Parallel with most Asian markets, it is virtually impossible for foreign startups to compete against Thai corporates. However, foreign startups are leveraging their know-how in finding niches, product-market fit, pain points, and symbiotically collaborating with Thai corporates and foreign subsidiaries in Thailand.
One such example is Vimi.co, a B2B digital agency founded by Virode Imtarnasan and Mike Darnell in 2010. The agency’s clientele includes Thai brands such as Siam Commercial Bank and Tops supermarkets. Darnell praises Thailand as “a prominent example of a mobile and social-first digital economy.” He adds that it has set a path that is indicative of much of what embodies SEA as a whole, with a few unique twists of its own.

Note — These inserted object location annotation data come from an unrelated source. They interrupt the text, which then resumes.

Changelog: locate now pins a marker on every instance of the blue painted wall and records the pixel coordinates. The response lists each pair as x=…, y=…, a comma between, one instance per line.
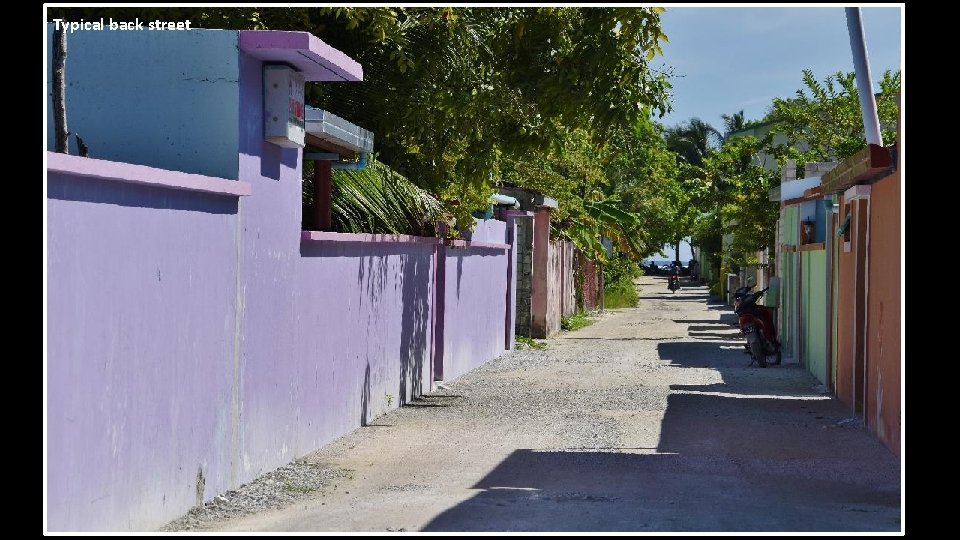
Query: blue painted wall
x=168, y=99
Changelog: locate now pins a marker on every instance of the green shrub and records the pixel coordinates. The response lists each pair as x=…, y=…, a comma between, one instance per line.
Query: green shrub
x=619, y=290
x=576, y=321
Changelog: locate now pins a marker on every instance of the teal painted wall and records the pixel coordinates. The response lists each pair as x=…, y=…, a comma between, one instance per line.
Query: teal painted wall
x=788, y=303
x=813, y=343
x=791, y=224
x=164, y=99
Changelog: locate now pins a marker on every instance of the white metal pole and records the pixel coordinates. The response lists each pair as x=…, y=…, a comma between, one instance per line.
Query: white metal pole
x=861, y=65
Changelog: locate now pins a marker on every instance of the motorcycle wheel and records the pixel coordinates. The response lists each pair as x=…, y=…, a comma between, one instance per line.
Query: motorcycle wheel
x=757, y=352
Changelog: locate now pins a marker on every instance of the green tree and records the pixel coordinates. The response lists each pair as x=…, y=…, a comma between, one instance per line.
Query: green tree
x=693, y=140
x=823, y=122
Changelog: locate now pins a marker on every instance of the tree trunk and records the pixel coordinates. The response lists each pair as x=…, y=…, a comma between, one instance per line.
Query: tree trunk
x=59, y=90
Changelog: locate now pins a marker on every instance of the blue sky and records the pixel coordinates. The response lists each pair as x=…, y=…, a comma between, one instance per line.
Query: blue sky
x=731, y=58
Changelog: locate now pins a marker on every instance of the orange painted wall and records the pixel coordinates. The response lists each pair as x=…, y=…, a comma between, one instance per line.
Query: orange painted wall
x=884, y=353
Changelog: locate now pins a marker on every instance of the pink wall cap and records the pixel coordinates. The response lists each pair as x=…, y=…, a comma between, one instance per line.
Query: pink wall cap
x=326, y=236
x=141, y=174
x=316, y=60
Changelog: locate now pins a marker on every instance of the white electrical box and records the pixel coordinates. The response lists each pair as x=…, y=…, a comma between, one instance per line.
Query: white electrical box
x=283, y=107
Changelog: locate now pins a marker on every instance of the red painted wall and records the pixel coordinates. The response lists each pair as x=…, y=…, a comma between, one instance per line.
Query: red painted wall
x=884, y=353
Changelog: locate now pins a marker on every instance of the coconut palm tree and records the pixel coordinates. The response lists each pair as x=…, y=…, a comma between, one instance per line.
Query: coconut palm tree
x=693, y=140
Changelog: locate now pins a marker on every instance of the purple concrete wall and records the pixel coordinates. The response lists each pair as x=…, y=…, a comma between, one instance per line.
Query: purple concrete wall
x=365, y=333
x=141, y=291
x=267, y=370
x=475, y=301
x=196, y=340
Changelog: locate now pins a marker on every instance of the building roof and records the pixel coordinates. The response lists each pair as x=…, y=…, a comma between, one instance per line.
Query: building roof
x=313, y=58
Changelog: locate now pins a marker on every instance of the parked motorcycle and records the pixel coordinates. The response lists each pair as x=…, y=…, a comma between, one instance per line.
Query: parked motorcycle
x=674, y=283
x=757, y=324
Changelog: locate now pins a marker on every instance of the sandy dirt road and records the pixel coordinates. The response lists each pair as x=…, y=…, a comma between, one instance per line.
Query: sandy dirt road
x=646, y=421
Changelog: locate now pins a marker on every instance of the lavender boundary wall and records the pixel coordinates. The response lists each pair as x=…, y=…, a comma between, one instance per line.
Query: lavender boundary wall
x=475, y=293
x=141, y=327
x=196, y=339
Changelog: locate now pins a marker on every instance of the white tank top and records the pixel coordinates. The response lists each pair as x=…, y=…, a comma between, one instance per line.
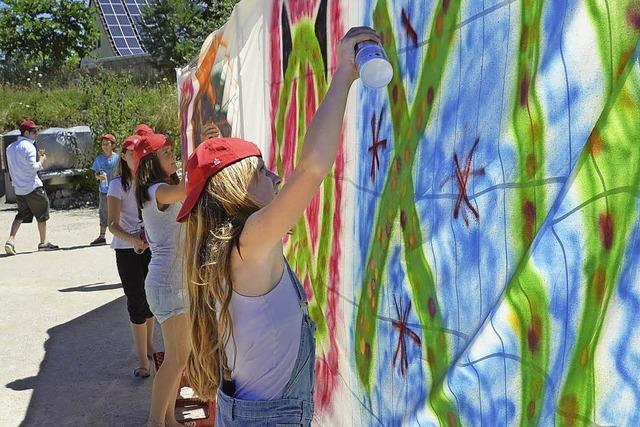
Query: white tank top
x=165, y=241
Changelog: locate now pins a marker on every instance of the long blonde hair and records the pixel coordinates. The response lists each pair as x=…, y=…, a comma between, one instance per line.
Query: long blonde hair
x=212, y=232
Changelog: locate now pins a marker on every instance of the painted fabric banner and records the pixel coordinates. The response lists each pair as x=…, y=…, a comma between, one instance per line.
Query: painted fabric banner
x=474, y=257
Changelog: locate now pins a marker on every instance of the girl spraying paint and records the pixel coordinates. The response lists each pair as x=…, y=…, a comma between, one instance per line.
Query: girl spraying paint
x=159, y=195
x=252, y=338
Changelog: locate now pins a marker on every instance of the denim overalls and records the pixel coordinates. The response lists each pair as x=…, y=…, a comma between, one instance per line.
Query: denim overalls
x=295, y=408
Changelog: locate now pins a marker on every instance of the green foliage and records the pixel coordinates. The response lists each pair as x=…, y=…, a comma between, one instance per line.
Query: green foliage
x=107, y=102
x=45, y=33
x=174, y=30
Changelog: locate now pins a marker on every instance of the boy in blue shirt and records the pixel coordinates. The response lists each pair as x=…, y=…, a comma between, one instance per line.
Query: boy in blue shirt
x=103, y=168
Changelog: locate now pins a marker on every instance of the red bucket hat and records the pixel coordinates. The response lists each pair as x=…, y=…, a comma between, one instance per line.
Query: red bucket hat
x=130, y=142
x=143, y=129
x=208, y=159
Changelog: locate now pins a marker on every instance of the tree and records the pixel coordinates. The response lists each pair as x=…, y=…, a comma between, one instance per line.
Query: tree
x=174, y=30
x=47, y=33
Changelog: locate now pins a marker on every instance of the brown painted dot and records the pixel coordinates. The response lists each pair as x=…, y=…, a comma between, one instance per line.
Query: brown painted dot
x=605, y=224
x=412, y=241
x=530, y=165
x=431, y=304
x=595, y=142
x=409, y=133
x=524, y=38
x=432, y=53
x=531, y=409
x=599, y=283
x=534, y=333
x=524, y=90
x=584, y=356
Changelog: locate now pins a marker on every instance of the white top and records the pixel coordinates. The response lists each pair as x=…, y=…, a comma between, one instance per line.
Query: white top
x=23, y=166
x=165, y=240
x=129, y=220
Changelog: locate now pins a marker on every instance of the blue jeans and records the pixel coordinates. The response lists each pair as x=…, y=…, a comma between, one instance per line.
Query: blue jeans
x=295, y=408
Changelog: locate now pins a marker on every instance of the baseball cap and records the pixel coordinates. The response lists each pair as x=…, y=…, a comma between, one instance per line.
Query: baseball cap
x=130, y=142
x=143, y=129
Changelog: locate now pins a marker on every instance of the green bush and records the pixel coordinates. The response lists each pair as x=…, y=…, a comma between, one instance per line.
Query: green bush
x=107, y=102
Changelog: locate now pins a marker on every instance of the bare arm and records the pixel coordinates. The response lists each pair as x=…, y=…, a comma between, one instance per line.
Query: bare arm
x=265, y=228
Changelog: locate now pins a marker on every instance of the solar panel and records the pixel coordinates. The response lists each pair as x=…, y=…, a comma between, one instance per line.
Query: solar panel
x=134, y=7
x=122, y=19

This unique identity is seen in the country’s use of messaging apps. Line is the app-of-choice and the development of a Line economy around the app, similar to that of WeChat. The platform supports a steadily increasing realm of activity: food delivery (Line Man), cloud storage (Line Keep), media (Line TV), digital wallet (Rabbit or Line Pay), and so on. A couple of years ago, Bangkok was home to the most ‘Instagrammed’ location on the planet, exceeding that of Times Square, which again gives a perspective on how Thai people use and love mobile.
In addition to mobile penetration, the government’s efforts to spur innovation also places founders in a favorable position. Serial entrepreneur Yannick Zoccola co-founded the waste recycling solution startup, Wheig Asia, in 2017. Its business model is based on a network of waste treatment plants built as a grid of human-sized recycling plants around major SEA cities. Yannick credits the company’s success to Thailand’s intrinsic advantages.
“In terms of starting up and doing business in Thailand, it is so dynamic and easier than over-regulated countries in the West. You can try an idea and quickly know, at a fraction of the cost and lower liabilities, if it is a winner. Then if it works […], just go and grow it. If it does not, close shop and move on,” he says. Yannick adds that “the Thai government incentivizes entrepreneurship in targeted startups and industries.”
Not to be outdone by its SEA contemporaries, the Thai government does offer incentives; for instance, the Revenue Department offers startups a five-year corporate income tax exemption for ten targeted industries. They are noted to be next-generation, ‘S-curve’ sectors, which include smart electronics; affluent, medical, and wellness tourism; agriculture and biotechnology; food; robotics for industry; logistics and aviation; biofuels and biochemicals; digital; medical services; and defense.
Conclusion
Besides Singapore and Hong Kong’s ecosystems, there is still a significant disparity between Asian educational systems and global startup expansion, especially when it comes to deeptech.
Thailand’s English education remains a rote, memorization-based system that creates a vicious cycle. Limited English skills inhibit startups from hiring qualified human resources, interacting with global audiences, and expanding abroad.
Darnell goes so far as to say that “Thailand’s primary challenge is still mostly the language barrier; English skills of the general populace are not as great as they could be.”
Also, the Thai educational system produces a small number of STEM-qualified human resources, which stands to reason why agriculture, manufacturing, and tourism remain as Thailand’s dominant industries and its lack of Fourth Industrial Revolution startups.
Yet, despite these shortfalls, the country is making rapid progress, addressing structural problems, and building on favorable conditions for innovation. Thai and international foreign are exponentially transforming the startup community from a hidden gem into one of SEA’s most promising ecosystems.